PVT is a previously established complication of pancreatic cancer [4]. In a study performed by Digestive Diseases and Cancer Institutes, the frequency of PVT and venous thromboembolism in patients with pancreatic cancer was investigated. It was observed that PVT occurred in 30% (32/108) patients with pancreatic cancer including 36% (17/47) of metastatic patients [4]. The patient has primary pancreaticobiliary adenocarcinoma with liver metastases and thus had a 36% likelihood of developing PVT. However, her laboratory reports did not involve researching an underlying malignancy resulting in PVT until all other differential diagnoses had been ruled out.

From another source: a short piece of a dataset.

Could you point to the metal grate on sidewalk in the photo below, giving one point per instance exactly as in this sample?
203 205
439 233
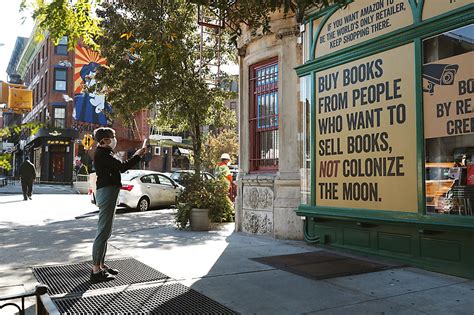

Tissue factor is expressed during the early stages of pancreatic malignancy and is associated with increased microvessel density and the expression of vascular endothelial growth factor (VEGF) leading to angiogenesis and, thus, tumor growth [5].
The patient’s management for the portal vein thrombosis involved the implementation of low molecular weight heparin, which was eventually switched to warfarin. PVT is usually managed in this fashion unless the patient is scheduled for invasive procedures [6]. Her treatment for pancreatic cancer is a combination therapy of Folox (Folinic acid, 5-Fluorouracil and Oxaliplatin) and Folfiri (Folinic Acid, 5-Fluorouracil and Irinotecan) known as Folfirinox. This is a relatively new treatment regimen for metastatic pancreatic cancer, which has suitable toxicity instances, high response rates and increased overall survival [7]. The patient endured several tests for months in order for her diagnosis to emerge even though the portal vein thrombosis had been diagnosed at her first ER visit. This indicates how crucial it is for pancreatic cancer to be among the primary differential diagnoses when a patient presents with PVT.
Portal vein thrombosis can be indicative of pancreatic cancer if the patient is otherwise asymptomatic. Thus, if malignancy is given the same consideration as other differential diagnoses when assessing PVT, final diagnosis of pancreatic cancer can result in more efficacious management of patients.